Bardzo fajne jest to, że obok najbardziej popularnych konsol jest tutaj także miejsce, by wspomnieć o dziwnych eksperymentach i systemach, które okazały się fiaskiem. Mamy na przykład takie bajery jak Nuon, czyli DVD połączone z konsolą, na które wyszło aż 8 gier. Na pewny ten sprzęt wart był 350 dolarów, jakie za niego wołano w 2000 roku. Jest też informacja o iQue Player, czyli wariacji Nintendo 64 na rynek chiński stworzonej, by obejść zakaz sprzedaży konsol, jaki obowiązywał w Chińskiej Republice Ludowej przez wiele lat.
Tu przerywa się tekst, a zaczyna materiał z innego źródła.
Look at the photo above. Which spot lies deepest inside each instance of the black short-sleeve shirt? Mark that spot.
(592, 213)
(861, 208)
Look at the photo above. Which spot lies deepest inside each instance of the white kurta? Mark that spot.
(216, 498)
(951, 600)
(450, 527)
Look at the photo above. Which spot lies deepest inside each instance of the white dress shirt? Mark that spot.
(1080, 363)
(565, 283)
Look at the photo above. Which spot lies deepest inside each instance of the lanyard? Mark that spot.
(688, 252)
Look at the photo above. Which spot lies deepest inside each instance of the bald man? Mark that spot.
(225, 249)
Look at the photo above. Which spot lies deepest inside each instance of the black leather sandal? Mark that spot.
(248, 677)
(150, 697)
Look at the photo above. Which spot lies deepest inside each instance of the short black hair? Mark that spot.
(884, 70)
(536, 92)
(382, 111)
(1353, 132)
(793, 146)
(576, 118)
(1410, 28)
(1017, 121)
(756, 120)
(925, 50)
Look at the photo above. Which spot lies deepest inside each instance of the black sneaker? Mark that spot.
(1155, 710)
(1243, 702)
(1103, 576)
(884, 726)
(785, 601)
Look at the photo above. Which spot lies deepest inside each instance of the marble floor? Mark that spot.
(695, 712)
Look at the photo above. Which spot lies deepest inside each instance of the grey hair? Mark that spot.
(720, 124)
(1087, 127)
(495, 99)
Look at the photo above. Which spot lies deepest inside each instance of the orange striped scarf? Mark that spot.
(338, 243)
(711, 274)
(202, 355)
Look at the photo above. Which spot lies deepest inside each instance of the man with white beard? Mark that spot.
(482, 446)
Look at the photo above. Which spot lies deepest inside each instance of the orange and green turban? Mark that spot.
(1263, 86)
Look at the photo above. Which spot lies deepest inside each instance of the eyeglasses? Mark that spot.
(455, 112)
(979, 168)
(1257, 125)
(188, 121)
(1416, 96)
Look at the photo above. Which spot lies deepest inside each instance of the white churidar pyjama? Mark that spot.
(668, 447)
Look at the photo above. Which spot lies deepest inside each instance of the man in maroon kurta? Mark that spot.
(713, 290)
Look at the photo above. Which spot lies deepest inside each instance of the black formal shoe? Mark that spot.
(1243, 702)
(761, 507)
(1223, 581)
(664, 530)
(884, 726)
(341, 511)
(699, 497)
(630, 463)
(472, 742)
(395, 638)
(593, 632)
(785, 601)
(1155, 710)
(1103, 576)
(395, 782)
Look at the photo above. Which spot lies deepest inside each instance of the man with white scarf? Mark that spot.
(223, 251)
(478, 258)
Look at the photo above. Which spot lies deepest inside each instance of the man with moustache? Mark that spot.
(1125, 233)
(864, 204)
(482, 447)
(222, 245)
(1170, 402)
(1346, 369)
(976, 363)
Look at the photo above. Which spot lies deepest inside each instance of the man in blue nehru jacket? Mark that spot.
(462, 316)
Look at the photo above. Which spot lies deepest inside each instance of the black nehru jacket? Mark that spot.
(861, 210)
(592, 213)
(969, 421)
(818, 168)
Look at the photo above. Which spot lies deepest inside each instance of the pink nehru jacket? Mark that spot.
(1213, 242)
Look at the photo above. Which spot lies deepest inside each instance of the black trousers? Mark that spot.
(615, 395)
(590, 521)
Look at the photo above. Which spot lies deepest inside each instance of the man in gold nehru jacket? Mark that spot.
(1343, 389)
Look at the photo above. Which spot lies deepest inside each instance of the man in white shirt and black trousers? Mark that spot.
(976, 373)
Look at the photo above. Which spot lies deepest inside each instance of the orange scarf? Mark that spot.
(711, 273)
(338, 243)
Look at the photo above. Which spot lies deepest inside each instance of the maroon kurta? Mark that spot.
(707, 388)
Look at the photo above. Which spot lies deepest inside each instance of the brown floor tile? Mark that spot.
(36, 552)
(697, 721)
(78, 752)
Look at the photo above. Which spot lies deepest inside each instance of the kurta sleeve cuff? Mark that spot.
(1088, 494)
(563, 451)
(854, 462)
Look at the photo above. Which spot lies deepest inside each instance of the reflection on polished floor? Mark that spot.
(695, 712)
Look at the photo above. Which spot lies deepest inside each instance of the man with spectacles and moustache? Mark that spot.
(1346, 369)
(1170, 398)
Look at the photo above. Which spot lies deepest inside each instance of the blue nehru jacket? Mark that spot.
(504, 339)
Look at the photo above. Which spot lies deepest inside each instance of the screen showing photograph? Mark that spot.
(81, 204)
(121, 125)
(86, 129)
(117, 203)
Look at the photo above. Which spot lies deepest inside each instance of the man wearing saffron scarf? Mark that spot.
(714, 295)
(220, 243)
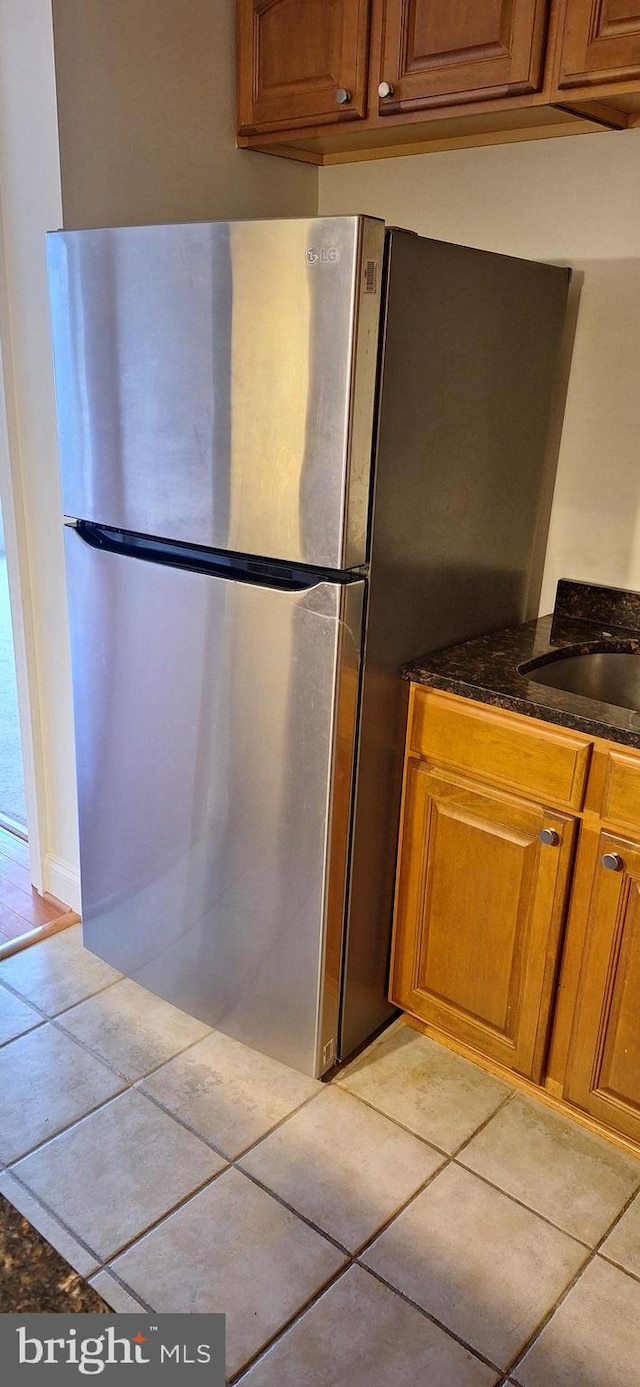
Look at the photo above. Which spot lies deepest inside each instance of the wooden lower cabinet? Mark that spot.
(603, 1072)
(481, 906)
(517, 931)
Dla mnie właśnie takie ciekawostki są najmocniejszym elementem książki Konsole do gier 2.0.

Komentarze i ciekawostki

Całość opiera się na schemacie sporej ilości fajnie wykonanych ilustracji opatrzonych komentarzami. Mamy trochę podstawowych informacji na temat danej konsoli jak ilość sprzedanych egzemplarzy, ile gier pojawiło się na dany system czy cena. Do tego jeszcze kilka zdań ciekawostek na temat danej konsoli. Dzięki temu książka sprawdza się jako wprowadzenie i może zachęcić do szukania większej ilości informacji na temat danego systemu lub nawet polowanie na własny egzemplarz.

Wisienką na torcie jest sekcja o sposobach na odpalanie gier retro. Mamy też trochę dodatkowych wpisów na temat dodatkowych akcesoriów i różnych wariantów wymienionych wcześniej systemów. Mamy tam wzmiankę o urządzeniach takich jak Wii Mini, Kinect czy Power Glove. Dzięki temu Konsole do gier 2.0 informuje nas o naprawdę gigantycznej ilości urządzeń.

Brakuje trochę podróbek

Jedną kwestią, którą bardzo chciałbym zobaczyć przy okazji kolejną wersji książki (jeśli taka powstanie),jest rozbudowana sekcja na temat wszelkiej maści klonów i podrabianych konsol. Kto z nas nie wspomina kultowego Pegasusa i nie chciałby przeczytać o podobnych systemach. Zwłaszcza że w krajach takich jak Chiny czy Brazylia powstało sporo ciekawych maszyn. Wiem, że to trudne do zrealizowania, ale człowiek może zawsze pomarzyć.

Fajne wydanie

Warto wspomnieć jeszcze o tym jak omawiana pozycja została wydana. Mamy do czynienia z tytułem w twardej oprawie w okolicach formatu A4. Okładka łączy w sobie gładkie i chropowate powierzchnie, aby oddać uczucie dotyku pada od NES. Całość jest niezwykle kolorowa i wypełniona po brzegi zdjęciami. Konsole do gier 2.0 po prostu robi bardzo pozytywne wrażenie i świetnie prezentuje się na półce.

Warto mieć Konsole do gier 2.0

Naprawdę doceniam książkę Konsole do gier 2.0: Ilustrowana historia od Atari do PlayStation. Fajnie, że Evanowi chciało zebrać się trochę informacji do kupy i ozdobić je bardzo fajnymi fotografami przedstawiającymi, konsole, ich wnętrzności czy wybrane akcesoria do nich. Niedawno bardzo zainteresowało mnie czytanie o różnych systemach, do których nie miałem dostępu i dziwnych wariacjach konsol na nazwijmy to Trzeciego Świata. Dlatego właśnie Konsole do gier 2.0: Ilustrowana historia od Atari do PlayStation jest dla mnie strzałem w dziesiątkę. Wydaje mi się, że to pozycja w sam raz dla miłośników branży gier wideo. Na dodatek przez niezwykle ładne wydanie książka nadaje się na bardzo fajny prezent.